Running 15,000 Google searches unleashes the same amount of carbon emissions on the world as eating a cheeseburger, Google has claimed.

Back in January, a since rubbished report in the Times claimed that every two Google searches creates as much CO2 as boiling a kettle. Even the scientist behind the quoted Harvard study disputed that claim he never mentioned Google in his research but he did find that visiting a website creates 20 milligrams of carbon emissions per second.

Now, Google has followed up with statistics of its own. Urs Hlzle, senior vice president of operations, wrote on Google's blog that an average search creates about 0.2 grams (200 milligrams) of carbon dioxide after using 1kJ of energy.

According to Hlzle, that means 850 searches creates as many emissions as a daily newspaper, while 1,050 queries will buy you a glass of orange juice.

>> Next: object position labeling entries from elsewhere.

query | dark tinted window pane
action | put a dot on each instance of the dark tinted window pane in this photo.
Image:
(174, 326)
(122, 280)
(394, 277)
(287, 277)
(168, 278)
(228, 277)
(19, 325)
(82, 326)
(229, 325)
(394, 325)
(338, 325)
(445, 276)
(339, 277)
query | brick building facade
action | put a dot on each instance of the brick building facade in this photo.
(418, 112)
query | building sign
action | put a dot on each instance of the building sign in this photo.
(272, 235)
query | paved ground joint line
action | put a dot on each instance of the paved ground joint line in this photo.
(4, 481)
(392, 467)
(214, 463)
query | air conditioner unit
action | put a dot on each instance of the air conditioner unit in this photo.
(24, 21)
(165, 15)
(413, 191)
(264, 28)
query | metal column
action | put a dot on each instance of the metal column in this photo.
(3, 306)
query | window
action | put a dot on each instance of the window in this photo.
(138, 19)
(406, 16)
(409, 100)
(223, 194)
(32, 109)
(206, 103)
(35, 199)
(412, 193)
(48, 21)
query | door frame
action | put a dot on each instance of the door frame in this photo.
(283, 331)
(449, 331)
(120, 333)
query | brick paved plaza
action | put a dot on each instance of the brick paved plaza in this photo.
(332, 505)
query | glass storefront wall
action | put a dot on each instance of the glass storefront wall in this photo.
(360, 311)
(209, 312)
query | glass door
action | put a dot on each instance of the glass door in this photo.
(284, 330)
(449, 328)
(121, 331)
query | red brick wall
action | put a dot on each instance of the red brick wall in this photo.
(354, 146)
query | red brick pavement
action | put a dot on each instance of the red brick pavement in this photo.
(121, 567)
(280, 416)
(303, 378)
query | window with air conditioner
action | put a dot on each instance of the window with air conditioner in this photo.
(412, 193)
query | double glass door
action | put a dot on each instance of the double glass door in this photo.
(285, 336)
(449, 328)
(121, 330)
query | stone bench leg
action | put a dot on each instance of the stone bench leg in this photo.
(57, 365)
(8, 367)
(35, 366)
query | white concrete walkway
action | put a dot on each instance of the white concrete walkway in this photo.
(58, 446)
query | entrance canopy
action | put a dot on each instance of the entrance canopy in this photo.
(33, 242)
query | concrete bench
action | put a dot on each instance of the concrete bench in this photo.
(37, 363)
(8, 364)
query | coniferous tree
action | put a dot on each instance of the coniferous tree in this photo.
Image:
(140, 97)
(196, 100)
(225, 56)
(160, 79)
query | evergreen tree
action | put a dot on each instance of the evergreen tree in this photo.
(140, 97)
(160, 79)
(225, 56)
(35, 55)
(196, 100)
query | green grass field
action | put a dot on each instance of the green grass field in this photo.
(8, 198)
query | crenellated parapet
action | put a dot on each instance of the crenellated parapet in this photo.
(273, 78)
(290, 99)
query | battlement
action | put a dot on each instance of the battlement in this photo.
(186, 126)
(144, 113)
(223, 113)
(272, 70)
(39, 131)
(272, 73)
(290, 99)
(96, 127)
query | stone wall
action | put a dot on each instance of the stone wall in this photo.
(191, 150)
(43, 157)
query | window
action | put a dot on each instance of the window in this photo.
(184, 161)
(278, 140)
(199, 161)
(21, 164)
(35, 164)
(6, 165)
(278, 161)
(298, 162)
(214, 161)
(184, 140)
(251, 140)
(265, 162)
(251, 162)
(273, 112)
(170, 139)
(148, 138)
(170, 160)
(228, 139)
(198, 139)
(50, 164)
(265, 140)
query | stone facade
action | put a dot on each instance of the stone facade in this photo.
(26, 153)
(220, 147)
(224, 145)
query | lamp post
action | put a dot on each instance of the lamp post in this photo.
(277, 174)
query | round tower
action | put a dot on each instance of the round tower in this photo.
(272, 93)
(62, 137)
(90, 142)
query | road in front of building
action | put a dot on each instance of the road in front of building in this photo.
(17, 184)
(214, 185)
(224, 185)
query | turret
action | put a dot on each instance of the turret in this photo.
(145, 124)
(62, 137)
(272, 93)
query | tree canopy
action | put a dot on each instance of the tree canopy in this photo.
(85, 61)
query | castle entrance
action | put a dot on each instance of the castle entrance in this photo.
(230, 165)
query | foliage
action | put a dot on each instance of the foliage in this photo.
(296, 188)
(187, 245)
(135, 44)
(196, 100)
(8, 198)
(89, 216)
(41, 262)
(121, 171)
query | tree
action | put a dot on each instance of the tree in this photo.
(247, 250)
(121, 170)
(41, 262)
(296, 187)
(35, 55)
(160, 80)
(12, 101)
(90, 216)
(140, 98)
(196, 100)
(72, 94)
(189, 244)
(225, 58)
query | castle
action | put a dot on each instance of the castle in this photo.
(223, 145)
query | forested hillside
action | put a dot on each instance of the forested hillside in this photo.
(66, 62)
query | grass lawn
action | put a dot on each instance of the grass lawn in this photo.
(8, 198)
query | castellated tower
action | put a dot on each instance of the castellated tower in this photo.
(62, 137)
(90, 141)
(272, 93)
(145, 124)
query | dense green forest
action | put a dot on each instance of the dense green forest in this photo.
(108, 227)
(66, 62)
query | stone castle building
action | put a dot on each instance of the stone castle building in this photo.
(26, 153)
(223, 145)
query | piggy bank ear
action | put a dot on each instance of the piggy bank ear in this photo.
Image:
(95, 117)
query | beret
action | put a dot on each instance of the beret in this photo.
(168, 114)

Driving five miles in an American car creates as much CO2 as 10,000 searches, while a chesseburger is worth a whopping 15,000 Google searches.

Hlzle claimed Google has cut the energy used in its own data centres by half, claiming the search giant uses half the energy to run its data centres as the rest of the industry.

"This efficiency means that in the time it takes to do a Google search, your own personal computer will likely use more energy than we will use to answer your query," he claimed.

While he warned that increasing use of technoloy and gadgets means more power is needed to run it all, he noted that IT saves energy in other ways. Citing a study by the Climate Group, Hlzle claimed that IT emissions "pay for themselves" by cutting CO2 creation in other areas.

"After all, it's much more efficient to move electrons than to move atoms," he said. "Virtual tools like email, video-conferencing, and search engines replace more carbon-intensive activities like snail mail, business travel, and driving."